Majestätische Löwen, eindrucksvolle Elefanten und lässige Wildhunde – seit vielen Jahren schützt der WWF Wildtiere in Afrika. Im Herzen des südlichen Afrikas weitet der WWF nun erfolgreiche Ansätze auf neue Gemeinden aus. Die Devise dabei: Wenn es den Menschen vor Ort gut geht, sie von der nachhaltigen Nutzung natürlicher Ressourcen profitieren und sich nicht von Wildtieren bedroht fühlen, können die Konflikte zwischen Mensch und Natur weniger werden.

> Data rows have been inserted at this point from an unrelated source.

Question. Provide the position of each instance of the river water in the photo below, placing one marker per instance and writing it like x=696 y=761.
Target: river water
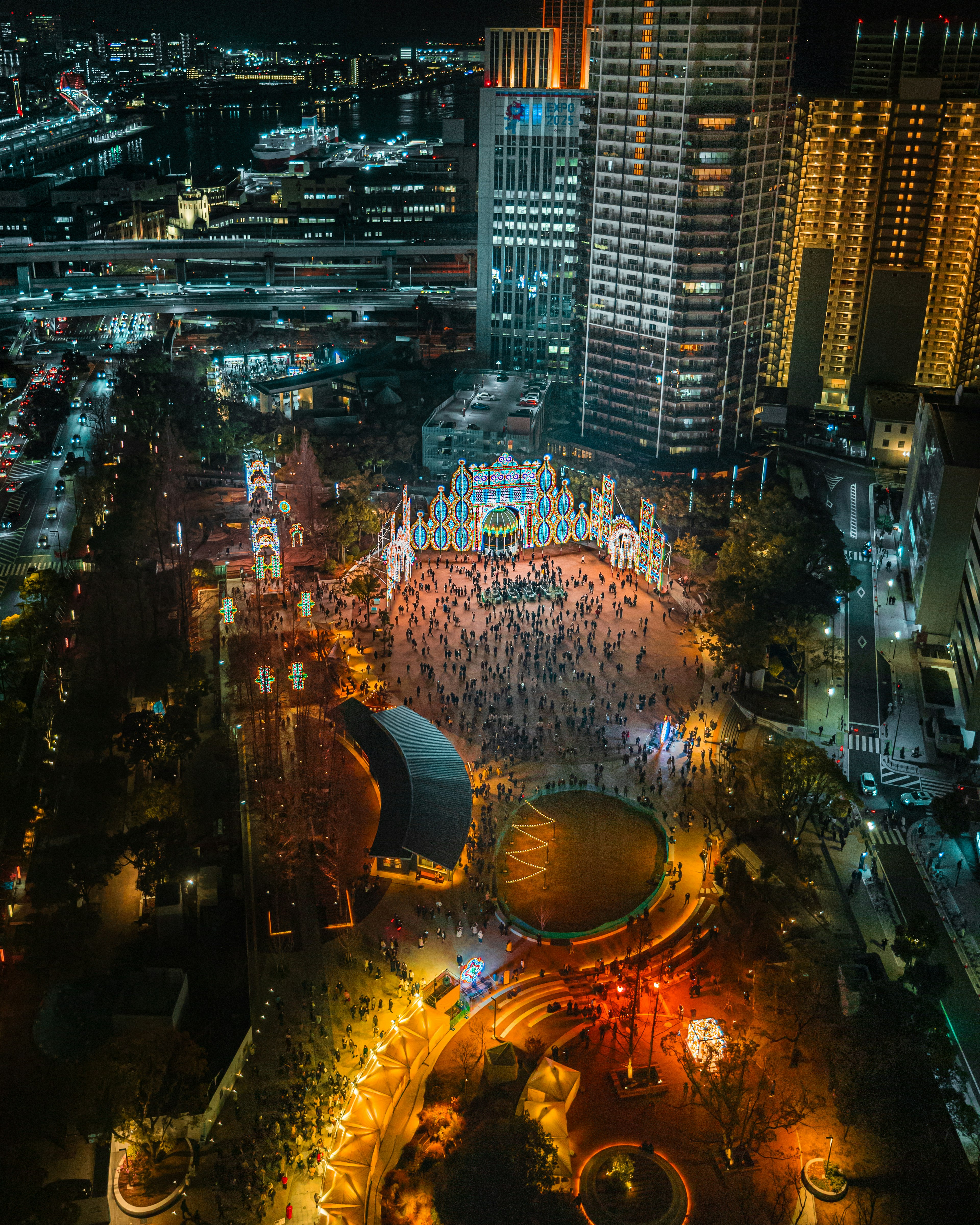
x=204 y=138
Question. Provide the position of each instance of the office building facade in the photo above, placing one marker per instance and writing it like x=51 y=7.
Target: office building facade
x=687 y=194
x=527 y=227
x=887 y=52
x=884 y=282
x=522 y=59
x=573 y=20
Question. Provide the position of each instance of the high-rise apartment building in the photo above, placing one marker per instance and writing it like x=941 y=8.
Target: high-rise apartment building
x=527 y=227
x=688 y=163
x=522 y=59
x=884 y=282
x=573 y=20
x=885 y=52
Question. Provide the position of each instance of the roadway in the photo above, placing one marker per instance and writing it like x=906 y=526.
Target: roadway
x=215 y=298
x=846 y=489
x=237 y=249
x=21 y=549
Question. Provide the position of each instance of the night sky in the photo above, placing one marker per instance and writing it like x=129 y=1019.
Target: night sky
x=826 y=26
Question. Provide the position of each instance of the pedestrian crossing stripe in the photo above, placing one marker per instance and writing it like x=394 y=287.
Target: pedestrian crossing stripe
x=41 y=563
x=865 y=744
x=916 y=782
x=883 y=837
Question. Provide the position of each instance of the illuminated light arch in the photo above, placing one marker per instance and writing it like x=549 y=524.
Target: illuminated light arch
x=624 y=543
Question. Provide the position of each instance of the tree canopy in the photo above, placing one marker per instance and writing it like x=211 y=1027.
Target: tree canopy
x=140 y=1082
x=512 y=1162
x=782 y=565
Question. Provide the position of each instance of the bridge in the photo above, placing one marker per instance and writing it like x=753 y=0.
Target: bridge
x=171 y=299
x=266 y=254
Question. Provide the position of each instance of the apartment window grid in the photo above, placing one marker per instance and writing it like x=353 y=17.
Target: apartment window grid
x=689 y=132
x=891 y=183
x=530 y=151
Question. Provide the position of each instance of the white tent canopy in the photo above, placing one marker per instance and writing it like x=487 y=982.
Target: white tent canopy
x=553 y=1082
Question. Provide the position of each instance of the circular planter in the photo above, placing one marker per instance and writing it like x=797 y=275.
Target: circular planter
x=657 y=1196
x=144 y=1211
x=819 y=1186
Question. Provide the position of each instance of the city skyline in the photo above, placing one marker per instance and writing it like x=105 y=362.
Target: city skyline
x=823 y=26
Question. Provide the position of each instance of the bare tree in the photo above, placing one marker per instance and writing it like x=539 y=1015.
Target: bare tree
x=481 y=1026
x=543 y=913
x=350 y=941
x=466 y=1054
x=742 y=1097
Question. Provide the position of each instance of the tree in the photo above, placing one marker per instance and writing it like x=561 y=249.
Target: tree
x=364 y=587
x=916 y=940
x=511 y=1161
x=67 y=874
x=797 y=994
x=157 y=849
x=466 y=1055
x=952 y=814
x=756 y=910
x=742 y=1097
x=782 y=565
x=797 y=783
x=140 y=1083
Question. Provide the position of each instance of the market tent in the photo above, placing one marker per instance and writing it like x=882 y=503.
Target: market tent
x=347 y=1194
x=553 y=1082
x=554 y=1120
x=353 y=1149
x=403 y=1050
x=373 y=1104
x=427 y=1023
x=385 y=1079
x=500 y=1064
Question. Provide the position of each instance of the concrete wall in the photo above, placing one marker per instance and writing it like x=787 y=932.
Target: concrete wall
x=805 y=383
x=892 y=333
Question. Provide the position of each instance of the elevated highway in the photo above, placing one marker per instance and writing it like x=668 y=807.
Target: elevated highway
x=265 y=254
x=169 y=299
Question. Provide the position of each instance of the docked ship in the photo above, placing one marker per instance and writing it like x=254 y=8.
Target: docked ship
x=284 y=145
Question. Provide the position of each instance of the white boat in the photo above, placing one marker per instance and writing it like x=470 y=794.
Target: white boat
x=287 y=144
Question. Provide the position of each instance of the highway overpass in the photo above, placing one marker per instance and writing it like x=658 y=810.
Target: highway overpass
x=169 y=299
x=235 y=250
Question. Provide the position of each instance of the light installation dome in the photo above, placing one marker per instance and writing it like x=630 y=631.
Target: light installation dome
x=706 y=1040
x=501 y=521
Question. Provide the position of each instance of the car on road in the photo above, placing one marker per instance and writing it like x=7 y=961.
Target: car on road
x=70 y=1189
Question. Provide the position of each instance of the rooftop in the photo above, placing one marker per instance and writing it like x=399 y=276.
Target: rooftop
x=492 y=402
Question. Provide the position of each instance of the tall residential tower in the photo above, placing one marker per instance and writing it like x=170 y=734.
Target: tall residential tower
x=687 y=165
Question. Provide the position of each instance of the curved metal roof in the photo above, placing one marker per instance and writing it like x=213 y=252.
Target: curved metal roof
x=427 y=799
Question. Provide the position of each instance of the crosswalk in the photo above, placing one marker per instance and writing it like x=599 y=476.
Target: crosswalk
x=865 y=744
x=883 y=836
x=927 y=783
x=10 y=546
x=42 y=561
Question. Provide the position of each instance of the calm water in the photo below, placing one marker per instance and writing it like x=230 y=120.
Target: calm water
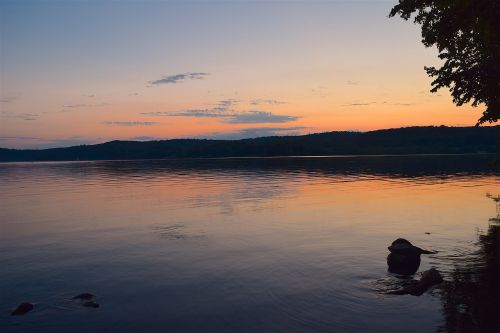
x=237 y=245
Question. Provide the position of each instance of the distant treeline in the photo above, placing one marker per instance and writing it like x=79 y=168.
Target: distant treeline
x=408 y=140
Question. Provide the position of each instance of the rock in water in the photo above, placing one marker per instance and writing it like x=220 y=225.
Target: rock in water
x=91 y=304
x=22 y=309
x=84 y=297
x=404 y=258
x=429 y=279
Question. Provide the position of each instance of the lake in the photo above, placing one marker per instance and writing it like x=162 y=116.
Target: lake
x=247 y=245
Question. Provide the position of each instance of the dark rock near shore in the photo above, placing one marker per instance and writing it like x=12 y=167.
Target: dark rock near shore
x=84 y=297
x=404 y=258
x=22 y=309
x=429 y=279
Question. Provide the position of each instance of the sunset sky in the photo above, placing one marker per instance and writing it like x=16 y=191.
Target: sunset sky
x=81 y=72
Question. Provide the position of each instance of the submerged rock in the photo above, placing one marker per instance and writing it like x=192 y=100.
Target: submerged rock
x=91 y=304
x=86 y=299
x=22 y=309
x=429 y=279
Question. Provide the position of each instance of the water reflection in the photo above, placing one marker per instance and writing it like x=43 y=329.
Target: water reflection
x=471 y=295
x=271 y=245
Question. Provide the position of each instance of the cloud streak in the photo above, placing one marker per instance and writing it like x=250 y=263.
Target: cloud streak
x=225 y=110
x=256 y=117
x=255 y=132
x=131 y=123
x=179 y=78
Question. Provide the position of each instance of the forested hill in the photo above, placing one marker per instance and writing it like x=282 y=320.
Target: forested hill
x=408 y=140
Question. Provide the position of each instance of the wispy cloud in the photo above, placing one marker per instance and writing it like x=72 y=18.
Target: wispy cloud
x=255 y=132
x=71 y=107
x=144 y=138
x=23 y=116
x=360 y=103
x=266 y=102
x=225 y=109
x=399 y=104
x=131 y=123
x=178 y=78
x=256 y=117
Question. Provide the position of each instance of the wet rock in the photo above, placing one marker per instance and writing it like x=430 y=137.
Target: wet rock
x=22 y=309
x=404 y=258
x=91 y=304
x=429 y=279
x=84 y=297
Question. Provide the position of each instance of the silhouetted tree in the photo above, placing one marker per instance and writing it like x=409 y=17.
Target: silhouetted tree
x=467 y=35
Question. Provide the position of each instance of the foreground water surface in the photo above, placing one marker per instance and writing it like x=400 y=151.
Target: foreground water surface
x=247 y=245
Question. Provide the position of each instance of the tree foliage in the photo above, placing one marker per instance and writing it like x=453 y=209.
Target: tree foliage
x=467 y=35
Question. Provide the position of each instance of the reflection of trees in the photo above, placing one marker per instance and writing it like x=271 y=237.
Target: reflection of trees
x=471 y=295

Zuhause für bedrohte Wildtiere

Elefantengruppe in Namibia © Patrick Bentley / WWF-US
Elefantengruppe in KAZA © Patrick Bentley / WWF

Auf schieren 520.000 Quadratkilometern, eineinhalb mal so groß wie Deutschland, verteilt über die fünf Länder Angola, Botswana, Namibia, Sambia und Simbabwe liegt das Kavango-Zambesi-Schutzgebiets-Netzwerk (KAZA). Es ist Heimat für die Hälfte der afrikanischen Elefanten, ein Viertel aller afrikanischen Wildhunde und bis zu 3.000 Löwen. Daneben Büffel, Zebras, Antilopen und zahlreiche weitere Arten.

Für viele dieser Wildtiere ist es essentiell, wandern zu können: zur Nahrungs- und Wassersuche, für die Fortpflanzung oder die Aufzucht. Deshalb sind die Schutzgebiete und Nationalparks, die zu KAZA gehören, durch ökologische Korridore verbunden und machen sie zu einem einzigartigen Lebensraumgeflecht.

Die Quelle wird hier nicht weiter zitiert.